Pending retirement can promote a lot of reminiscing, so I scheduled a visit with our departing faculty to hear more about what it was like at Viterbo and what memories they will be carrying with them as they locked up their offices one final time.
Joan Keller-Maresh, nursing, talked about what it was like to be just 40 and to suffer a debilitating stroke in the very first year of her teaching career. Frightened and uncertain about her future, a loving and caring campus community embraced her and gradually her fears dissipated.
Dave Schulz, business, couldn’t get over the shock he experienced when fellow faculty paid him the ultimate compliment after just his first year at Viterbo, naming him Teacher of the Year. If you can believe it, Schulz made a confession that would shock the payroll officer at Viterbo. “This is the most fun I’ve ever been paid to do. In fact, I never told my wife, but I would have done it for nothing,” said Schulz who enjoyed two other careers and didn’t get started at Viterbo until he was in his 50s.
Susan Rush, music theatre, said an actor is always on the move looking for his or her next job. At Viterbo, she broke the rule and stayed because she liked La Crosse, her students, and her colleagues. “I just nested,” she admitted.
Pat Wessels, nursing, doesn’t recall how many students she taught, although she knows the total is plenty. At 68, she leaves still believing she has a lot more to give and thankful for her rich and rewarding career at Viterbo.
Jerry Benser’s passion for music and teaching is impossible to miss. He brought with him, for our chat, letters of thanks from several students often containing heartfelt reflections that he could hardly talk about without choking up.
Finally, Larry Krajewski, a man always known to speak his mind, logged 37 years at Viterbo, quite a feat by anyone’s standard. At Viterbo, he taught every course in the math curriculum except probability and statistics. Years of routine? Hardly. He said he’ll miss teaching and in particular, his colleagues. “We had a wonderful department. I can’t think of a time when we’ve had a serious fight. We always worked things out,” he said.

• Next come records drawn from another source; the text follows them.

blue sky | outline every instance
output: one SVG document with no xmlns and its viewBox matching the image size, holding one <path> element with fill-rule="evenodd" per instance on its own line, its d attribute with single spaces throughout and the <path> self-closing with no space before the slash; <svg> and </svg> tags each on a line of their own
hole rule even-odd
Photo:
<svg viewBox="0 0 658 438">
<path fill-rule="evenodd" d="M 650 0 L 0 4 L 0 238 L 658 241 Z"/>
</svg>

All had stories to tell that began and ended in a similar fashion. Dedicated professionals, they love teaching, interaction with their students, and the daily dose of stimulating conversation that goes on among friends and fellow faculty within the campus community where good chemistry and camaraderie prevail.
I couldn’t help but feel that Viterbo founders would be pleased with what I was hearing from this first large group of lay faculty to retire at the same time. The Franciscan Sisters of Perpetual Adoration (FSPA) started this educational mission well over a century ago.

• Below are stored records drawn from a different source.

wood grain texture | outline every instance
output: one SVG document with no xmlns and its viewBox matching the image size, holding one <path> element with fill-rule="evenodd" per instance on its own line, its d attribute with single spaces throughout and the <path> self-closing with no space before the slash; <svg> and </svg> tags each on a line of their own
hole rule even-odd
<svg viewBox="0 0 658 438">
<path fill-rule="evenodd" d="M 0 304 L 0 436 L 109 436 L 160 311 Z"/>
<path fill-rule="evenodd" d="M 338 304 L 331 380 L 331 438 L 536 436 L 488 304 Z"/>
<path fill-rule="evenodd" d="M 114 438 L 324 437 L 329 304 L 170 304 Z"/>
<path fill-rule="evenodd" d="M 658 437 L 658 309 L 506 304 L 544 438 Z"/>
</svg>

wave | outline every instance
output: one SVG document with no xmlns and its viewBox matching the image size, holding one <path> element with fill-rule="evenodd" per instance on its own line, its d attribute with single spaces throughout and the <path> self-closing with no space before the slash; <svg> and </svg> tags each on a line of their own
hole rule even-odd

Some names are familiar. Sisters Celestine Cepress, English; Grace Clare Beznouz, nursing; Marie Leon LaCroix, theatre; symbolize hundreds of other like-minded FSPA members who dedicated their life work to advancing the mission of Viterbo and the careers of its students.
I love the way Jerry Benser described the FSPA he worked with early in his career and the way a cadre of dedicated nuns influenced his approach to the music profession. The sisters he knew led by example. Today, the term “mentoring” is a fancier modern day equivalent.
“Whatever needed doing, they (FSPA) just did it. You could feel the dedication, devotion and spiritual quality the nuns had. They weren’t trying to get us to adopt a ‘24/7’ approach. It just happened.”
I have to agree. When I started at Viterbo 24 years ago, 33 FSPA were working at the university. I knew many and worked incredibly hard to meet their standards in the hopes that I would not disappoint.
While the number of FSPA has dwindled over the years, the expectation always remained that the stewardship, mission, and Franciscan way would be carried on by future generations of lay faculty and administrators.
Some might say that the FSPA vision is a tall order to maintain in today’s highly mobile, grab ’n’ go, here-today and gone-tomorrow society.
But, Viterbo is still a place that works, adhering to Franciscan values while growing and changing and meeting the challenges that go with it.
Some things change, but in good places like Viterbo, the underlying values that bind a community together, remain the same.
That’s what keeps Viterbo going and why the university continues to attract dedicated, quality faculty and staff.
And to those who have just retired, thanks for your commitment, for putting students first, and most of all, for being an important chapter in the continuing Viterbo story. Your retirement is well deserved. Your colleagues that remain and the future generations of faculty and staff who will follow in your footsteps, will do like the FSPA did for us, benefit from your good work.